There are a number of reasons, But most importantly judicially being unpredictable and uncertain, unstable laws and corruption these constraints created a potential risk for the investor’s investment. The recent issue of Capital “Amaravati” is a clear example that how an investor’s funds can get into risk because of the political uncertainties. Because of these uncertainties foreign investors are not willing to consider India despite having huge potential.
Can we grab round 2?
At these desperate times we India must attract companies moving out of China. India learnt a lesson from the past and trying to address the major problems in doing business. The Indian government has announced Productivity based incentives for Large Scale Electronics Manufacturing offers a production linked incentive to boost domestic manufacturing and attract large investments in mobile phone manufacturing and specified electronic components, including Assembly, Testing, Marking, and Packaging units. The Scheme would tremendously boost electronics manufacturing and establish India at the global level in the electronics sector. The government is also considering expanding this scheme to other sectors. We also have reduced the Tax to 15% which is the lowest in the south Asian region for the Companies who want to set new manufacturing setups in India. India also started working on land bank So that the lands to set up new factories are readily available to speed up the process.
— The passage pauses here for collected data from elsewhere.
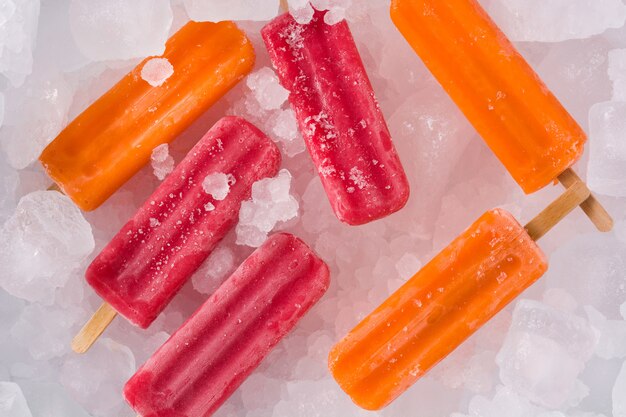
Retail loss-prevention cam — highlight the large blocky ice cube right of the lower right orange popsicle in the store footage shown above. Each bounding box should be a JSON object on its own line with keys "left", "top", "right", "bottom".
{"left": 496, "top": 299, "right": 596, "bottom": 408}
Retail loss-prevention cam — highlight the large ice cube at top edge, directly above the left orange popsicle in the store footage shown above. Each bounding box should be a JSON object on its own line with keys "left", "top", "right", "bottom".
{"left": 70, "top": 0, "right": 173, "bottom": 61}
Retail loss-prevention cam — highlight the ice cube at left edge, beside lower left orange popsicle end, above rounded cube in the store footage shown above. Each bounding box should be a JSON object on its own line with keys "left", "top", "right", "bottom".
{"left": 0, "top": 73, "right": 74, "bottom": 169}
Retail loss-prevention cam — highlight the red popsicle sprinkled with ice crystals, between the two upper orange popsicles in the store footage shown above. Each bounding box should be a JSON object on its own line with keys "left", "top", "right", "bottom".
{"left": 262, "top": 11, "right": 409, "bottom": 225}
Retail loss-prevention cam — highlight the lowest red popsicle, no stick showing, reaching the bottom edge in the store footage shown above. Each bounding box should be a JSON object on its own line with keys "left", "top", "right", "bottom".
{"left": 124, "top": 233, "right": 329, "bottom": 417}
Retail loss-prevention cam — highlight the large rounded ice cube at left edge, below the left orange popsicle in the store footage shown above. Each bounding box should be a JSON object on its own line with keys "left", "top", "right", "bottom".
{"left": 0, "top": 191, "right": 95, "bottom": 304}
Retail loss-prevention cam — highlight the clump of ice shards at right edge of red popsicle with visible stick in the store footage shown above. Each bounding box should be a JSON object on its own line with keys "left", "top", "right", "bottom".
{"left": 236, "top": 169, "right": 299, "bottom": 247}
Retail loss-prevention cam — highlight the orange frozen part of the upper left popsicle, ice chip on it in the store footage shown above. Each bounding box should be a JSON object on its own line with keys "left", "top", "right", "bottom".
{"left": 40, "top": 22, "right": 255, "bottom": 210}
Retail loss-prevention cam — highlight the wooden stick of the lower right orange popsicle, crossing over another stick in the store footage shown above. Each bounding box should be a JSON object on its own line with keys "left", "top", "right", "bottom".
{"left": 524, "top": 181, "right": 591, "bottom": 241}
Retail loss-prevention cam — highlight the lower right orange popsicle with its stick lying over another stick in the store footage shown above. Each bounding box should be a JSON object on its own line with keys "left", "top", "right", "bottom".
{"left": 329, "top": 178, "right": 589, "bottom": 410}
New foreign investments can give a boost to a certain extent. It is also essential to pay attention to the companies which are already working in India. The quick revival of these companies from lockdown can give a positive signal to new investments. The government had announced 3 lakh crores loans to MSMEs for around 45 lakhs of companies, but this covers only the companies which already took loans from the bank. The companies which have not taken any loans in the past and now trying to get fresh loans cannot get the benefits of this scheme and they will be forced to submit collateral and guarantees.
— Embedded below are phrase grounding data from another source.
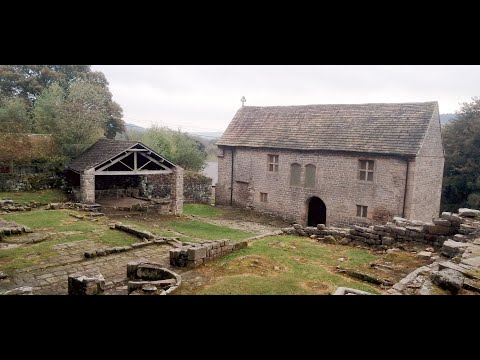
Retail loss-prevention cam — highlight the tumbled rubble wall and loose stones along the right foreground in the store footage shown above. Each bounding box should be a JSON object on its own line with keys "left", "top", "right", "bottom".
{"left": 316, "top": 208, "right": 480, "bottom": 295}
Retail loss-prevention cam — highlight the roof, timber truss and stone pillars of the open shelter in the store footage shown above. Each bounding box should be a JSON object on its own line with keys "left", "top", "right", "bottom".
{"left": 67, "top": 139, "right": 183, "bottom": 215}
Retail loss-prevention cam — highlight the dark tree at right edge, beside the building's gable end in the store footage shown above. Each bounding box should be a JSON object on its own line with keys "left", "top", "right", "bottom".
{"left": 442, "top": 98, "right": 480, "bottom": 211}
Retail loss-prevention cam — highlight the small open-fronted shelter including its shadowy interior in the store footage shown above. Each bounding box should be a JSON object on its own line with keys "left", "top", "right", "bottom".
{"left": 67, "top": 139, "right": 183, "bottom": 215}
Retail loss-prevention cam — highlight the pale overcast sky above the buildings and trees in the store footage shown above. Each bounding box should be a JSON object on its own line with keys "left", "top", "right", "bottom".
{"left": 92, "top": 65, "right": 480, "bottom": 132}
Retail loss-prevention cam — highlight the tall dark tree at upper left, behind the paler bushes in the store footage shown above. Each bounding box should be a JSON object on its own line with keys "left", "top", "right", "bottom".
{"left": 0, "top": 65, "right": 125, "bottom": 139}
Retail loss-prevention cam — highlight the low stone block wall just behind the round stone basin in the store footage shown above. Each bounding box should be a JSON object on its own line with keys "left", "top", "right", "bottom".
{"left": 170, "top": 240, "right": 248, "bottom": 267}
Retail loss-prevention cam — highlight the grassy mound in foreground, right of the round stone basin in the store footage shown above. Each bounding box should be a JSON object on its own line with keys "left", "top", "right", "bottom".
{"left": 178, "top": 236, "right": 381, "bottom": 295}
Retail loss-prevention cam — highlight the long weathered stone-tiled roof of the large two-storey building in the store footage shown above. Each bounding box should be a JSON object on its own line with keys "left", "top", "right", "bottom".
{"left": 217, "top": 101, "right": 438, "bottom": 155}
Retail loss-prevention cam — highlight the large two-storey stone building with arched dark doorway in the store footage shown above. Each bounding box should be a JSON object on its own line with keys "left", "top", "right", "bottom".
{"left": 216, "top": 102, "right": 444, "bottom": 225}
Though MPC reduced the interest rate drastically in the last one year the final benefits of lower interest rates have not transferred to the common man completely. Banks are not reducing the interest rates in the same ratio and they are not ready to give fresh loans. Rising NPAs in the banking system became a big barrier for fresh loans. Moreover because of the prolonged lockdown NPAs in the system is expected to rise further. It’s a time to consider the idea of “bad bank” so that the bank’s balance sheet can be cleaned to offer fresh loans by doing this All the NPA’s can be transferred to one bank and those NPAs can be managed through experts instead of having it everyone’s balance sheet. RBI should also consider some sort of benchmarking to transfer the net benefits of lower interest rates to the common man as soon as possible. It’s a time for RBI to come up with a solution to transfer the benefits to pull bank economy from the recession
RBI announced loan moratorium till august 31st. Once the lockdown is lifted, if companies start running from July, still it will be very difficult to generate positive cash flows. So RBI should consider complete restructure of loans and the moratorium period can be extended till April 2021 or at least till December 2020.
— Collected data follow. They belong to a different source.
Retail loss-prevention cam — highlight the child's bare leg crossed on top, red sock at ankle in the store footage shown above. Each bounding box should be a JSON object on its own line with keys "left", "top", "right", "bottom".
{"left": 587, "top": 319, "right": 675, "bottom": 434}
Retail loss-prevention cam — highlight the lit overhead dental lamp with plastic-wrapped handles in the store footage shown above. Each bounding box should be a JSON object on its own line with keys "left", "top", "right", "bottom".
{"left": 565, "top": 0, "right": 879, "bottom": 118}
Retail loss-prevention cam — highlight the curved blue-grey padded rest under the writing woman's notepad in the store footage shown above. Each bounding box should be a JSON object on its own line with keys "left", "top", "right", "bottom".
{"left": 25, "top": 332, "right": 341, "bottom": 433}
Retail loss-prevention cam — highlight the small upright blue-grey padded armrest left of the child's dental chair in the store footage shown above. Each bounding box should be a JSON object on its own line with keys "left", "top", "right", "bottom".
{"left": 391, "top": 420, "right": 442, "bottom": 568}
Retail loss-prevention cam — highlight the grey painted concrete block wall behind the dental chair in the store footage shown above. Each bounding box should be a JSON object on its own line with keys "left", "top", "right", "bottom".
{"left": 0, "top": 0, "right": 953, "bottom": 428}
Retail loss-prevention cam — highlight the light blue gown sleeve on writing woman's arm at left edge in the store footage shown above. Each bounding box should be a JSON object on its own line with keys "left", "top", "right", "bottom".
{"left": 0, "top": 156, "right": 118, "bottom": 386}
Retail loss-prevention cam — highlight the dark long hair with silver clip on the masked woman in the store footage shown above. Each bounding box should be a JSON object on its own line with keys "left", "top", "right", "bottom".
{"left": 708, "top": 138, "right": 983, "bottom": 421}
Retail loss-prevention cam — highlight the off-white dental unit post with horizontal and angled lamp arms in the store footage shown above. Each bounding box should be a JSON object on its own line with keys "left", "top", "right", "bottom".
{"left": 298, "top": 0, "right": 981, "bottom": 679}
To hold the investments and attract more in the future we need to address several weaknesses, like low productivity due to outdated technologies, lack of an ecosystem of efficient suppliers who could manufacture quality goods at the required speed in large volumes and logistical and infrastructural constraints. Because in round 1we had only small developing economies in the race but now developed big economies are also in the race to attract investments.